From a vol perspective however, there is little value in positioning for this constructive baseline with implied vols only a whisker away from 2Q’17 cycle lows and investors already more than well-positioned for the same judging from our EM client survey and feedback from IMF/WB meetings.
The dollar revival that has been in train since late September gathered pace this week as the Euro sold-off sharply following a dovish ECB. The USD TWI has now gained close to 5% from its YTD lows, but that has oddly not impacted vol or risk-reversal pricing to any significant degree so far outside of select EM pockets experiencing idiosyncratic turbulence.
Indeed, VXY is almost a full vol lower since the dollar rally began, in part due to the passage of the event-laden few weeks in September (ECB, Fed, debt-ceiling), partly because of the day-weight impact of the quiet December holiday period, but most importantly because USD put demand from leveraged investors – particularly vs. EUR and EUR-correlates that had driven the Q3 vol uptick –has now ebbed.
More surprisingly, the shakeout in heavy short dollar positions has not really spiraled realized vols higher along familiar de-leveraging lines: chart 1 shows that the implied –realized vol gap for the VXY basket has remained a steady 0.5 –1.0 vol all year, and actual delta-hedged returns from a VXY-weighted basket of 3M straddles have continued to edge lower despite dollar strength.
We had advocated lightening up on risk last month by overwriting USD puts on cash USD shorts and in the process taking advantage of über tight risk-reversals that had compressed to multiyear lows during this year’s dollar decline.
Not only does that still remain a valid recommendation in our mind, but also there is a case for upsizing hedge ratios, albeit in selective, carry-sensitive fashion after events this week.
First, there is the risk of markets extrapolating from selloffs in EUR and CAD – the two currencies that had been at the vanguard of re-rating of non-US interest rate expectations – to the wider FX universe to justify an extension of dollar strength.
GBP, for instance, is a prime candidate for a dovish re-pricing after this week’s BoE’s hike that was already 90% priced for what could turn out to be a dovish hike.

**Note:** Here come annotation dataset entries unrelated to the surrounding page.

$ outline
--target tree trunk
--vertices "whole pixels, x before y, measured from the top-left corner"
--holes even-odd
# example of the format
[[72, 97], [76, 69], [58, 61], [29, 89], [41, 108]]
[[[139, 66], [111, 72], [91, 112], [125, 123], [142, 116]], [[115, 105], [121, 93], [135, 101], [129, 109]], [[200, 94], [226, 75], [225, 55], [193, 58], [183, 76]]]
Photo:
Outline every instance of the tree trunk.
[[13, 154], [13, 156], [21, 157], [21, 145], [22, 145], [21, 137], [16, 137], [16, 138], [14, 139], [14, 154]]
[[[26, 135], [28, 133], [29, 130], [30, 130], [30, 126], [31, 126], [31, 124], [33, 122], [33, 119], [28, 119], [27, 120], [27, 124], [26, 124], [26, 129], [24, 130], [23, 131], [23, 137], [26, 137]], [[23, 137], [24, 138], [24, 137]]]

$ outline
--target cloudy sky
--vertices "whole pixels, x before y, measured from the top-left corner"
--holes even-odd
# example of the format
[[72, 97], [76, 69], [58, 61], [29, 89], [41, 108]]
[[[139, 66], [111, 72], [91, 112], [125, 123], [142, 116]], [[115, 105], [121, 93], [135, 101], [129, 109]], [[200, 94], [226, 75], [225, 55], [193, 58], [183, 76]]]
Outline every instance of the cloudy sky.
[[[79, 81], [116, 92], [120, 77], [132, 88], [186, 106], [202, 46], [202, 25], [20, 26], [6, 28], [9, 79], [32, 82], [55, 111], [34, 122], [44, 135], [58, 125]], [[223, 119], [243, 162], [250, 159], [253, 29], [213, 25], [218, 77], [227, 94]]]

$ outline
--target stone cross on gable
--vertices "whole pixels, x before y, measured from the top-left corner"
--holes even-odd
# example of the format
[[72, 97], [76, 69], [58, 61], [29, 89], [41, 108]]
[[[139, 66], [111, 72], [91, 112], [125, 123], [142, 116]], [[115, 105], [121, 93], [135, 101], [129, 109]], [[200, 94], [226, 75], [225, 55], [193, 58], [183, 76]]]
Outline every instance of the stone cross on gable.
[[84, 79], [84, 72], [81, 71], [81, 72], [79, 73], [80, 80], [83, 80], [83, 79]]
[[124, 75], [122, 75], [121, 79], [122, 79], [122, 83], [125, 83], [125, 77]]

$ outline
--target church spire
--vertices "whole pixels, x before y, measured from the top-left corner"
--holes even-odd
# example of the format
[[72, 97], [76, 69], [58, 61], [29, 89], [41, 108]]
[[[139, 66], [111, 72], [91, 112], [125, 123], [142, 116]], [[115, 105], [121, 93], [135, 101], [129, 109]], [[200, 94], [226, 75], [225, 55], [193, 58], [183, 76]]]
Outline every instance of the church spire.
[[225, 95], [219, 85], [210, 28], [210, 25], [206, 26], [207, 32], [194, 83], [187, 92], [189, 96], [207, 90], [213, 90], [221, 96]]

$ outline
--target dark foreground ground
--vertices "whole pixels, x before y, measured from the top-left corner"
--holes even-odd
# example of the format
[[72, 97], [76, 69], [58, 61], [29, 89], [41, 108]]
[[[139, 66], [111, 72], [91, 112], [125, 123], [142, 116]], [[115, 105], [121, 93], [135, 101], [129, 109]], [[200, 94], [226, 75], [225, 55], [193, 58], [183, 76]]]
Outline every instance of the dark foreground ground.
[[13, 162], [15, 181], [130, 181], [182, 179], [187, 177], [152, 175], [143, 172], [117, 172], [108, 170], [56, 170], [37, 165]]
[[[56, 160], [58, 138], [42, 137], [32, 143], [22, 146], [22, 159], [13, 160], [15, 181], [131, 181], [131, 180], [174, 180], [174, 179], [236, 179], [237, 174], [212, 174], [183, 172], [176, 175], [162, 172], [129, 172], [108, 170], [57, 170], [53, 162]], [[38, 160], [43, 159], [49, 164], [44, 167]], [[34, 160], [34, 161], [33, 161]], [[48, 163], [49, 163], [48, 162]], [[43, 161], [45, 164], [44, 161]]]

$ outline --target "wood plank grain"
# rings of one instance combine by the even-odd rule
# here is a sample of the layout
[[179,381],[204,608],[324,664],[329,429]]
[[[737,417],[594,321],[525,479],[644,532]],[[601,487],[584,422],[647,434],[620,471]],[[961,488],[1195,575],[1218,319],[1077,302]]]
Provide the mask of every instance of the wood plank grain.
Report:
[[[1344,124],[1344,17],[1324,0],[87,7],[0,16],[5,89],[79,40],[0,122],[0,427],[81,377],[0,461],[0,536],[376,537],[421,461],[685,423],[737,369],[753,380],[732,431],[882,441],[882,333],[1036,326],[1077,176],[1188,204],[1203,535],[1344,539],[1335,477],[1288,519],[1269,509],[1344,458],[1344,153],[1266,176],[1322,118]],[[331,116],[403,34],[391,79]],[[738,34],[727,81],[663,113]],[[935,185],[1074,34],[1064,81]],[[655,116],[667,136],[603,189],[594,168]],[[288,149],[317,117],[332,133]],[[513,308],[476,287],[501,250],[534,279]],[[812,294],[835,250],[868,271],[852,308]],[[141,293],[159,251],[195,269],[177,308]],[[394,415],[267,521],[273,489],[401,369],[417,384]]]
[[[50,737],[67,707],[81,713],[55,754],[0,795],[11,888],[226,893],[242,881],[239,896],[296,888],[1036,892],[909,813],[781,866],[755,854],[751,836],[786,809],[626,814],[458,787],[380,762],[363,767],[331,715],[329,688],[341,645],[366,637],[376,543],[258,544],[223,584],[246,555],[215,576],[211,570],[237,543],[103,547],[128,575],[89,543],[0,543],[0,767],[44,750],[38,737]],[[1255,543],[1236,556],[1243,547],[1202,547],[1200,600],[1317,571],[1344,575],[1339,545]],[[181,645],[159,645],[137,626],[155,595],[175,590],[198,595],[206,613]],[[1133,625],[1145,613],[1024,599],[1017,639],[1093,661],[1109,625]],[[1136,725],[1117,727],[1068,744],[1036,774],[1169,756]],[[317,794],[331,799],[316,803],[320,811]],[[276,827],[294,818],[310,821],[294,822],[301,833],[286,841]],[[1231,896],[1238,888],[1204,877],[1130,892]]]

Second, there are non-negligible odds of a more volatile extension of Treasury yields higher in coming weeks following the breach of the critical 2.40 level on 10s, which by anecdotal accounts had represented the upper-end of swaption dealers’ long gamma strike zone from programmatic vol supply in previous weeks; the cap on yields enforced by market makers’ delta-hedging behavior presumably stands to loosen as rates catapult beyond that strike concentration area.